第五話 【洗脳】
「……ここか」
足跡を辿り無くなった場所に立つ一際大きな建物を見上げる。
恐らく、開発の際に貴族の別邸として建てられたであろう建物は薄汚れ、庭には樽や瓶、更には壊れた女や死体が放置されている。
それらで楽しんでいる連中もいれば見回りをする者もいると、それぞれに差があるがまさに犯罪の温床を体現している。
(……反吐が出る)
同族嫌悪に等しい感情を苦虫を潰したように噛みしめる。
俺は確かに善を貫くために悪となった。そして、善のために幾つもの地獄を生み出した。それでも、これは許しがたい。最低でも、俺はこんな退廃的かつ冒涜的な地獄は許容しない。

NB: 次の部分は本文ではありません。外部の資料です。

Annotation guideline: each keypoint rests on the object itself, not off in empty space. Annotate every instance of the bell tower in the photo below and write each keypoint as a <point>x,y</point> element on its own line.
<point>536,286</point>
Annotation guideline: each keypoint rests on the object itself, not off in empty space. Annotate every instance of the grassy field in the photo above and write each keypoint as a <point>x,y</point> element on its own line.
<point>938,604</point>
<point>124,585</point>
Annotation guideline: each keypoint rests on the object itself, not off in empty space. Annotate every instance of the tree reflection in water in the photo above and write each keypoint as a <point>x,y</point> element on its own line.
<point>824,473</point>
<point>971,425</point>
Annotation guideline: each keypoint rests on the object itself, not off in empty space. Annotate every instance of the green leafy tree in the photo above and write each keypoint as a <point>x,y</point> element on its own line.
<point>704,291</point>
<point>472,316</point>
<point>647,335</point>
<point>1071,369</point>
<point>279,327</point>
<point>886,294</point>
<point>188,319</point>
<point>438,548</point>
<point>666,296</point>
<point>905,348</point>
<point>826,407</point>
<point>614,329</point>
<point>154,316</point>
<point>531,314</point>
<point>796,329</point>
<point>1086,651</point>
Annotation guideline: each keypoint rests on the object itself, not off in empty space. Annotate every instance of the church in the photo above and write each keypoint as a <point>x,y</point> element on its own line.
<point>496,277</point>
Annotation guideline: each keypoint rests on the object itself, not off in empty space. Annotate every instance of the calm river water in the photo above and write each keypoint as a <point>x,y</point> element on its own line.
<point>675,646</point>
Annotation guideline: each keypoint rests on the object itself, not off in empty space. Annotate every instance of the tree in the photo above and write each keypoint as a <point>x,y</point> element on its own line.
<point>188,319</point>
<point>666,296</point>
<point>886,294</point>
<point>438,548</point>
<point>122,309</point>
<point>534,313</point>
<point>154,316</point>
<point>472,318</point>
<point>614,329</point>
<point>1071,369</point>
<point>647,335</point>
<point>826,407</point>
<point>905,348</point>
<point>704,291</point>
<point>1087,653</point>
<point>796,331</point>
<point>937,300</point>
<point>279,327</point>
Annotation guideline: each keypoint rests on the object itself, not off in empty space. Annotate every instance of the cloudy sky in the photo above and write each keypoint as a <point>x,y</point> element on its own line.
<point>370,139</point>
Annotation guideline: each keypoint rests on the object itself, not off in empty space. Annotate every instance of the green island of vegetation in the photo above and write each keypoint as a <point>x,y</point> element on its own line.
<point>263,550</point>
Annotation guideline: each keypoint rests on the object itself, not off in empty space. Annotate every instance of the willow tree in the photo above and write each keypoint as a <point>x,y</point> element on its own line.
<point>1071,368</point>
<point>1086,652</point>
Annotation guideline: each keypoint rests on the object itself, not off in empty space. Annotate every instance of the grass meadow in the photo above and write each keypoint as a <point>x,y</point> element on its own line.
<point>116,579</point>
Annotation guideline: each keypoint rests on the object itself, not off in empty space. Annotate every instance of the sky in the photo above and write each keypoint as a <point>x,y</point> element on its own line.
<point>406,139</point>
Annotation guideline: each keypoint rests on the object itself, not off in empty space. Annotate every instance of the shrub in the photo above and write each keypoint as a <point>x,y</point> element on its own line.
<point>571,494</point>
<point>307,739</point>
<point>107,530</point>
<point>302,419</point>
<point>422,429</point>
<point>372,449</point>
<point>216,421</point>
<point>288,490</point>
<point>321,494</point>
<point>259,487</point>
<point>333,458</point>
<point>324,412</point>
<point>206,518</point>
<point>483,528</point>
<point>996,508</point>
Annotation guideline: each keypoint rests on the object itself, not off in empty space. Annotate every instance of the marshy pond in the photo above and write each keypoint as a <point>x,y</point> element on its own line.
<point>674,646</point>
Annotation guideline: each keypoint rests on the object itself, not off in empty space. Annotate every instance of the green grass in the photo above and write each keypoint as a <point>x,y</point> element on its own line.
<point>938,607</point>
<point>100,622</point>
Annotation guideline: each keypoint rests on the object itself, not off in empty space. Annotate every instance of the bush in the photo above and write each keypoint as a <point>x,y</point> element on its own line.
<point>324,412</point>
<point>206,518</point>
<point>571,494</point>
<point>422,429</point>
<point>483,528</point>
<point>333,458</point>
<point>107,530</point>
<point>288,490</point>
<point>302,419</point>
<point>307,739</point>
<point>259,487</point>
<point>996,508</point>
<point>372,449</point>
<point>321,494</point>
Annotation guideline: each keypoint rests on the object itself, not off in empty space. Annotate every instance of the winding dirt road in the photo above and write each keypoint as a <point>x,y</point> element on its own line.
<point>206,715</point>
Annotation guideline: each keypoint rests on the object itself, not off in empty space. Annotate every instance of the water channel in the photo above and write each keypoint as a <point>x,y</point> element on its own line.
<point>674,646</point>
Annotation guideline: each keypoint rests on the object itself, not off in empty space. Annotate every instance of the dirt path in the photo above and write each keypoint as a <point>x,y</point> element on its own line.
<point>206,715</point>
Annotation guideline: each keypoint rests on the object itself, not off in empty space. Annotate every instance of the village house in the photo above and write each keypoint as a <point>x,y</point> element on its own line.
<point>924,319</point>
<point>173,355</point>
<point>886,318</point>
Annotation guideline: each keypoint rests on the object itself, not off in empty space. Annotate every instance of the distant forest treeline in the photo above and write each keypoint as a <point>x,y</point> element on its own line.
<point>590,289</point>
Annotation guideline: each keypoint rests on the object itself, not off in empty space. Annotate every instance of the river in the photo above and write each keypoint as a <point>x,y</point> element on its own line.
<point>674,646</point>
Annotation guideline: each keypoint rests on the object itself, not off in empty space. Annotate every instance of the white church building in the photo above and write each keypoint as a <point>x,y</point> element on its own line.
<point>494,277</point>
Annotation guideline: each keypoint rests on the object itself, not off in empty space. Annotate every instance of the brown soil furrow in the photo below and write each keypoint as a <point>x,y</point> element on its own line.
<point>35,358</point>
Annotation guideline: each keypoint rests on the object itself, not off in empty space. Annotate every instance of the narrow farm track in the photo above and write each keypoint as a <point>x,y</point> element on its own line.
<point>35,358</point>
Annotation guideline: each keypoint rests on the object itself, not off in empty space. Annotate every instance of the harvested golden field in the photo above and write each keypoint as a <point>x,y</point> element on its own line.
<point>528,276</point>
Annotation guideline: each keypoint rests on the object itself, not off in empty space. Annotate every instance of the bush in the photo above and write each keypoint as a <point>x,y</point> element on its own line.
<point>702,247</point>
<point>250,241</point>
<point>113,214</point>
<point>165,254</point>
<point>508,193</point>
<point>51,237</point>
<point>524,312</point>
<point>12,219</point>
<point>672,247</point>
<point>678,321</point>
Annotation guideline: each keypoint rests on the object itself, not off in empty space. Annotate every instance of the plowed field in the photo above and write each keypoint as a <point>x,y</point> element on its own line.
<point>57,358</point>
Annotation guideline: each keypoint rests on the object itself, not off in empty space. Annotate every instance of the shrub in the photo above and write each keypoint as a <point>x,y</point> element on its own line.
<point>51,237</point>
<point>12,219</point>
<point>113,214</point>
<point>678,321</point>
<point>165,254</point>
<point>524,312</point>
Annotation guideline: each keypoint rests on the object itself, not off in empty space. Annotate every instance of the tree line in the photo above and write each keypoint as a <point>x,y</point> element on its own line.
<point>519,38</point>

多くの地獄を生み出した者として、この地獄を絶ち切らなければならない。
「あぁ?何だて」
「……黙れ」
静かに見張りの男に接近し反応し行動するよりも速く口に手を突っ込み下顎を引き千切る。
さっきは後の事も考えて服に血の汚れが付かないようにしていたがもうそんなのに構っている暇はない。
……予想以上にキレてるな、俺。まあ、こんな地獄を見せられたら怒らない方が無理だ。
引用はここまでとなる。